A Christmas nativity scene depicts Jesus, Mary, and Joseph separated and caged, as asylum seekers … [+]
This image should be recognizable for anyone who has read the story of how Mary and Joseph fled persecution. In their search for a refuge, there was no place for them in the inn. All they found were stables where animals were being kept. They were safe there. They were together as a family. While they may not have had anything, they had more than what we hear of the families seeking refuge in the US and other parts of the world. Knowing the story of how Mary and Joseph were fleeing persecution, one would consider and expect that any policies (or even laws) that seek to detain families seeking asylum in detention centers, and separating children from their parents, would not be supported by anyone. Such policies and laws should not be supported by anyone who recognizes the importance of family. It should not be supported by anyone who believes in the importance of human lives and human dignity.

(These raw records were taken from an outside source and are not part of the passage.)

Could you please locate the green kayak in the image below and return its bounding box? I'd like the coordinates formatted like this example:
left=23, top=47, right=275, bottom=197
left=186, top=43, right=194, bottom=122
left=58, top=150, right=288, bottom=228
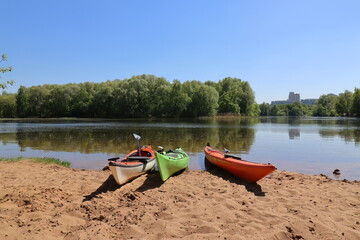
left=155, top=148, right=189, bottom=182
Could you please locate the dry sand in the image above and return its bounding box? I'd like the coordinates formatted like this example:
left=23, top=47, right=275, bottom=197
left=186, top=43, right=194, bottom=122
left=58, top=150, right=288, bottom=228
left=0, top=160, right=360, bottom=239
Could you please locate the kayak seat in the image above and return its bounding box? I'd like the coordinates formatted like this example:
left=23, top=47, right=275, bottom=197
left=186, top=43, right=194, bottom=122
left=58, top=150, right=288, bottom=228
left=224, top=154, right=242, bottom=160
left=126, top=156, right=150, bottom=161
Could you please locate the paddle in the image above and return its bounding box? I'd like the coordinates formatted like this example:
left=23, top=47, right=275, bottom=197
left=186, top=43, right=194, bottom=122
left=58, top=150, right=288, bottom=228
left=133, top=133, right=141, bottom=156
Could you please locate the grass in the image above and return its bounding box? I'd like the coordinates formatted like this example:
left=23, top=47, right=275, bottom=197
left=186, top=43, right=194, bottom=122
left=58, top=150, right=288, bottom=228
left=0, top=157, right=71, bottom=168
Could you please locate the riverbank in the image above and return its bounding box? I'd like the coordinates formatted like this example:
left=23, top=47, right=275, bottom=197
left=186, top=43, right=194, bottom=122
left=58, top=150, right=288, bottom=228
left=0, top=160, right=360, bottom=239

While many people would identify themselves with the above values, the questions is then, why have such policies (and laws) gained significant support?
Interestingly, opinions around immigration have been changing among people in the US. According to Gallup, a decade ago, in 2009, 50% of the interviewed believed that the immigration level should decrease, in 2019 only 31-35% of people believe so. In 2009, 14% believed that the immigration should increase, in 2019 this number is at 27-30%.

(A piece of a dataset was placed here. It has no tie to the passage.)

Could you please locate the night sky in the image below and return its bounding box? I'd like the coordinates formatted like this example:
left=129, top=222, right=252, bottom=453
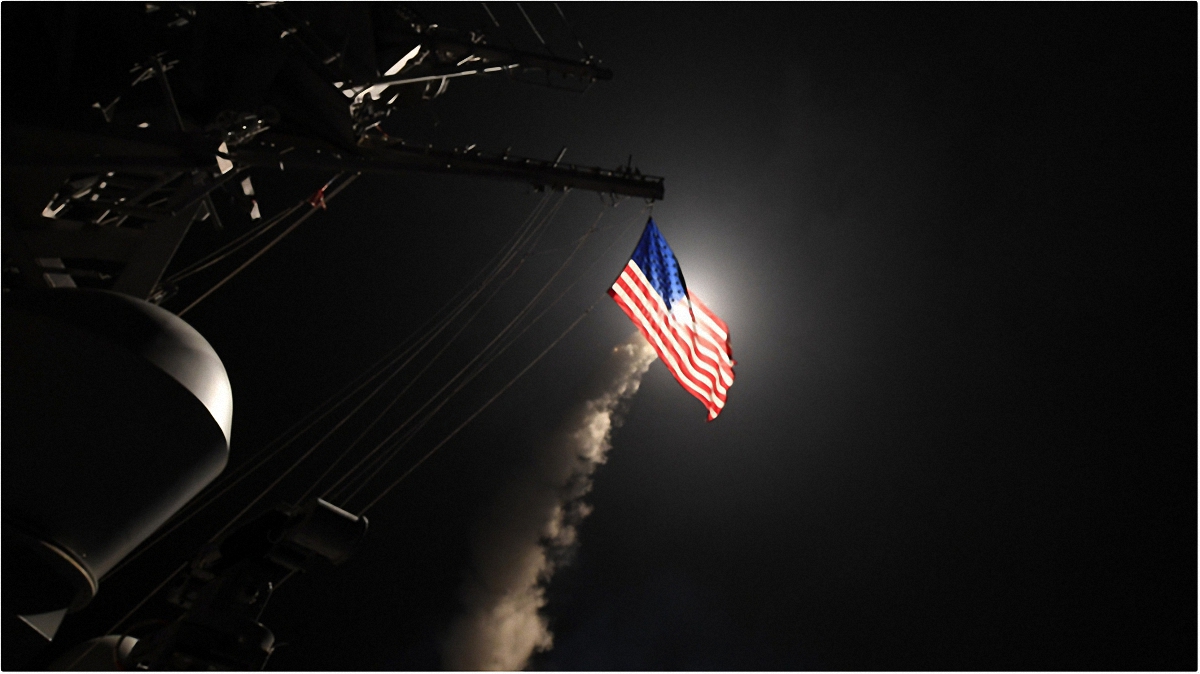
left=5, top=4, right=1198, bottom=669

Asked about the thousands of refugees who have left Honduras and other Central American countries to escape the situation there, in 2019, 39% of those interviewed disapproved allowing refugees into the country, falling from 43% in 2018. In 2019, 57% approved their entry, as compared to the 51% in 2018.
Similarly, the perception of immigration has been changing, with 76% of those interviewed in 2019 believing that immigration was a good thing to the country, with only 58% in 2009. (The percentage of people thinking that immigration was a bad thing fell from 36% in 2009 to 19% in 2019.)
This data is important. The photographs of families being thrown into cages, children being separated from their parents, are not pictures that people are indifferent to. People do care for the most vulnerable and those who require protection. Every life must be protected and this protection is not dependent on the geographical location or migration status. These values need to be adequately expressed and advocated for.
What the data also makes clear is that those interviewed considered it more pressing to grant refugees entry into the US. This is predicted. A refugee is someone who has been forced to flee their country because of persecution, war or violence; and has a well-founded fear of persecution for reasons of race, religion, nationality, political opinion or membership in a particular social group on return to their home country. Indeed, over the years, we have witnessed several refugee-producing situations – including two genocides in the last five years only.
We must stand in solidarity with those who do not have a voice. This Christmas, as we set up that out of office message, as we wrap the last gifts or take the turnkey out of the oven, let’s remember what Christmas is all about. Whether Christian or not, whether religious or not, we all have the shared value of human dignity that we need to reaffirm in how the get about our lives. Let’s think of the very brave installation at Claremont United Methodist church and the message it sends. Let’s finds ways to respond to migration with dignity, dignity of those seeking a safe haven (refugees) or those trying to find a better economic situation (economic migrants), and do so preserving our own dignity that may have been tarnished when we put families in cages.